The stethoscope around her neck may symbolize Zeena Mestari’s future profession. Still, what matters most to the first-year student at the David Geffen School of Medicine at UCLA is giving back to her community.
Growing up near Dearborn, Michigan — home to a large Arab American population — Mestari saw firsthand the challenges that Arab and Arab American communities faced in accessing quality mental health education and resources. In part, she said, that’s because many simply weren’t aware of mental health resources available to them.
It was that observation that inspired her, in 2020, to become a program manager for a mental health nonprofit called Express, Fulfill, Prosper. There, she collaborated with social workers, therapists, medical and dental students, local leaders and families to create free mental health programs for neurodivergent children.
“Dearborn is a special place for me. It is where my passion for medicine sparked. I want to help increase awareness and access to affordable programs and create a safe space for children to grow and for families to receive guidance about health-related resources” Mestari said.
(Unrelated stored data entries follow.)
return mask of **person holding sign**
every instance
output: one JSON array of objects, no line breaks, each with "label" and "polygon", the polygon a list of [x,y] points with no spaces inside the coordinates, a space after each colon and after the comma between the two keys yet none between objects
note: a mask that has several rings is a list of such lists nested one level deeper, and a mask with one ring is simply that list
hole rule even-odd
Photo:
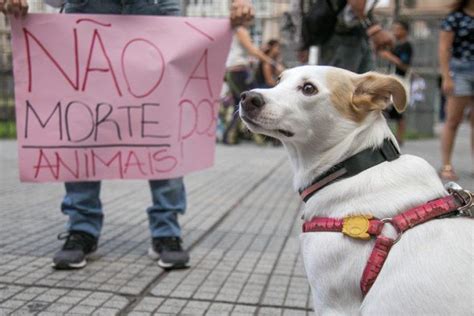
[{"label": "person holding sign", "polygon": [[[180,7],[179,0],[128,0],[126,4],[125,1],[119,0],[67,0],[64,10],[66,13],[81,14],[176,16],[179,15]],[[20,17],[27,13],[28,2],[0,0],[0,11]],[[252,17],[253,8],[248,0],[232,2],[230,19],[233,26],[238,26]],[[45,127],[47,123],[40,121],[40,124]],[[149,255],[153,259],[159,259],[158,265],[164,269],[186,268],[189,266],[189,254],[181,246],[181,227],[178,222],[178,214],[184,214],[186,209],[183,179],[180,177],[150,180],[149,183],[153,201],[152,206],[147,209],[152,237]],[[69,221],[67,232],[58,236],[59,239],[64,239],[65,243],[54,255],[53,265],[57,269],[83,268],[87,264],[87,255],[97,249],[102,229],[104,216],[99,197],[101,182],[66,182],[65,187],[66,196],[61,210],[69,216]]]}]

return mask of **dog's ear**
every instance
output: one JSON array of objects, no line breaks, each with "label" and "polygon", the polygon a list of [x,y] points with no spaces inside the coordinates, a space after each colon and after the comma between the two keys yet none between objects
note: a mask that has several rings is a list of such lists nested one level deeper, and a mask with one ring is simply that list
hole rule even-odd
[{"label": "dog's ear", "polygon": [[352,106],[356,112],[381,111],[391,104],[391,100],[398,113],[407,106],[405,87],[393,76],[368,72],[357,76],[354,84]]}]

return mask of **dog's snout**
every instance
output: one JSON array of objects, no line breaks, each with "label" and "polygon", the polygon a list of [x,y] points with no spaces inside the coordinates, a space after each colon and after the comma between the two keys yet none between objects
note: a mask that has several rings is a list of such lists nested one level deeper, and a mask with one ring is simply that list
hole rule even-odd
[{"label": "dog's snout", "polygon": [[240,103],[245,111],[254,111],[265,105],[265,99],[258,92],[245,91],[240,95]]}]

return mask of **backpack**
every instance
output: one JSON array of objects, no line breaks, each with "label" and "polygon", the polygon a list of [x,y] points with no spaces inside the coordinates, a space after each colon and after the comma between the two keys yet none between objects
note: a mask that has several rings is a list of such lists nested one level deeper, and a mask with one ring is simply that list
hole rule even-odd
[{"label": "backpack", "polygon": [[303,49],[324,44],[332,36],[336,28],[337,16],[346,4],[347,0],[316,0],[312,1],[306,14],[302,10]]}]

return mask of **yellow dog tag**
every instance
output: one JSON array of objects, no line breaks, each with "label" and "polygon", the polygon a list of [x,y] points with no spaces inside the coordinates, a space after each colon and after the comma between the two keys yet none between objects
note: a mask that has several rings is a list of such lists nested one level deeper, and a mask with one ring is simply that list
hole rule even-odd
[{"label": "yellow dog tag", "polygon": [[344,217],[342,233],[352,238],[370,239],[368,231],[371,218],[371,215]]}]

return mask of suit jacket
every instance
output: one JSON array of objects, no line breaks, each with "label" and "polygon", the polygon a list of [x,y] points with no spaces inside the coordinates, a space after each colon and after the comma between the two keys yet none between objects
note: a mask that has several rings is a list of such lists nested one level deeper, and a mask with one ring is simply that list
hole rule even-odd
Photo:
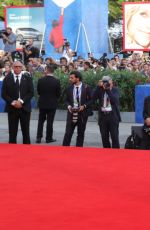
[{"label": "suit jacket", "polygon": [[[67,89],[67,97],[66,97],[66,101],[67,101],[67,105],[71,105],[73,107],[73,89],[74,89],[74,85],[70,85]],[[90,116],[92,115],[92,108],[91,108],[91,104],[92,104],[92,91],[91,88],[82,83],[82,88],[81,88],[81,105],[86,105],[86,108],[83,110],[82,114],[85,116]]]},{"label": "suit jacket", "polygon": [[99,100],[99,123],[102,117],[101,107],[103,106],[104,93],[107,93],[110,99],[110,104],[112,107],[113,113],[113,122],[120,122],[121,116],[119,111],[119,90],[117,87],[113,87],[112,90],[104,90],[102,87],[97,86],[96,90],[93,93],[93,101]]},{"label": "suit jacket", "polygon": [[60,97],[60,81],[53,76],[44,76],[38,80],[38,106],[40,109],[56,109]]},{"label": "suit jacket", "polygon": [[[34,95],[34,87],[32,78],[29,74],[22,74],[19,91],[20,99],[24,101],[22,109],[27,112],[31,112],[31,99]],[[18,99],[17,87],[14,81],[13,73],[10,73],[7,77],[4,78],[1,96],[6,101],[6,112],[17,110],[11,105],[14,100]]]}]

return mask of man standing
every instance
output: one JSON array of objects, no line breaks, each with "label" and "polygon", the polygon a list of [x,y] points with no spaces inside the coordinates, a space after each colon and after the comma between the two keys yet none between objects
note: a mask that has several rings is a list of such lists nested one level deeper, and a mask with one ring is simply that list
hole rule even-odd
[{"label": "man standing", "polygon": [[[120,148],[119,144],[119,91],[113,87],[112,79],[103,76],[94,94],[93,100],[99,100],[99,120],[100,133],[104,148]],[[110,143],[110,136],[112,145]]]},{"label": "man standing", "polygon": [[36,143],[41,143],[45,120],[47,120],[46,143],[56,141],[53,139],[53,122],[60,97],[60,82],[54,77],[55,68],[55,64],[48,64],[45,68],[45,76],[40,78],[37,84],[39,120]]},{"label": "man standing", "polygon": [[9,143],[17,143],[18,124],[20,121],[23,144],[30,144],[29,125],[31,98],[34,95],[32,78],[22,72],[23,65],[13,63],[13,73],[3,80],[2,98],[6,101],[8,112]]},{"label": "man standing", "polygon": [[7,56],[12,57],[14,60],[16,52],[16,35],[12,32],[12,28],[6,28],[6,34],[2,34],[4,51]]},{"label": "man standing", "polygon": [[82,83],[82,75],[78,71],[70,73],[71,85],[67,90],[67,124],[63,146],[70,146],[71,138],[77,126],[76,146],[82,147],[88,116],[90,115],[91,90]]}]

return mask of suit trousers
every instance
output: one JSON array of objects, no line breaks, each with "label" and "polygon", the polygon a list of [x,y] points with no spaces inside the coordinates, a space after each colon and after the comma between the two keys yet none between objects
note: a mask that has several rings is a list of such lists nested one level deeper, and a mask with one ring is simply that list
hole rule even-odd
[{"label": "suit trousers", "polygon": [[23,144],[30,144],[30,116],[31,113],[23,109],[16,109],[8,112],[9,143],[17,143],[18,125],[20,121]]},{"label": "suit trousers", "polygon": [[53,123],[56,109],[40,109],[38,119],[37,138],[43,137],[44,122],[47,121],[46,126],[46,140],[49,141],[53,138]]},{"label": "suit trousers", "polygon": [[70,146],[72,135],[74,133],[75,127],[77,127],[77,138],[76,146],[83,147],[84,133],[87,124],[87,116],[82,116],[82,113],[78,115],[78,120],[76,123],[72,121],[72,114],[68,112],[66,131],[63,139],[63,146]]},{"label": "suit trousers", "polygon": [[[116,121],[112,113],[102,114],[99,122],[100,133],[104,148],[120,148],[119,144],[119,122]],[[110,137],[112,145],[110,143]]]}]

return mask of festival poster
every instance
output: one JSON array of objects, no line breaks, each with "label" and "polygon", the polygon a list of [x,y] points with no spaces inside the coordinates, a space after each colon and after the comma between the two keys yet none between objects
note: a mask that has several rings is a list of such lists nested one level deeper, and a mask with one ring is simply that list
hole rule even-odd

Today, as the vice chair of policy for the UCLA chapter of the American Medical Association, Mestari advocates for her Arab and Arab American communities and for neurodivergent children. She has collaborated with a Michigan state representative to assess and strategize approaches to advocate for youth with disabilities and increase understanding of ways to support youth and their transition into adulthood.
“Like in many minority communities, there is a stigma attached to seeking mental health support,” Mestari said. “It’s not always easy for families to be vulnerable with their challenges, but I want to be a part of the effort to help them feel safe about seeking support.”
Mestari has continued to pursue her passion for helping her community since arriving at UCLA. In 2022, she and two other UCLA medical students — Al-Hassan Dajani and Zina Jawadi — founded the student-led Arab Health Organization. Among AHO’s main goals are creating an inclusive space for UCLA’s Arab health care community, fostering networking opportunities and community outreach; the group already has grown to 150 members, including physicians, residents and medical students.
Following the 7.8-magnitude earthquake that struck Turkey and Syria on Feb. 6, she and other AHO members, UCLA faculty and staff participated in sending much-needed supplies to the affected regions. Through her work with AHO, Mestari also has helped provide support and resources to Middle Eastern and African refugees through a partnership with TIYYA, a Los Angeles-based nonprofit.
During the medical school’s “second look” day, when admitted students who are considering UCLA visit the campus, AHO reached out to prospective students who identified as having Middle East and North African descent and offered to set up mentor-mentee relationships once the students committed to UCLA. In fact, Mestari has already been mentoring a student from Michigan who was recently admitted to the medical school.
Mestari has also drawn inspiration from faculty and administrators at the medical school, including Dr. Neveen El-Farra, one of AHO’s faculty advisors and a professor of clinical medicine; and Dr. Jennifer Lucero, the medical school’s associate dean for admissions and the vice chair for equity, diversity and inclusion for the department of anesthesiology and perioperative medicine.
“They were a big part of why I wanted to study at UCLA,” Mestari said. “Just as they have created a sense of belonging for me, I also strive to provide a welcoming space for others to feel connected and empowered through AHO and in my work.”
As her studies at UCLA continue, Mestari said, she hopes to find opportunities to work with children with neurodevelopmental physical disorders and to continue serving as a resource for the Arab American communities, both in Los Angeles and her hometown, and more broadly.
“I am proud to be Arab and Arab American and an aspiring female medical professional of color,” she said. “It’s important to increase the visibility of people who look like you and empower others along the way.”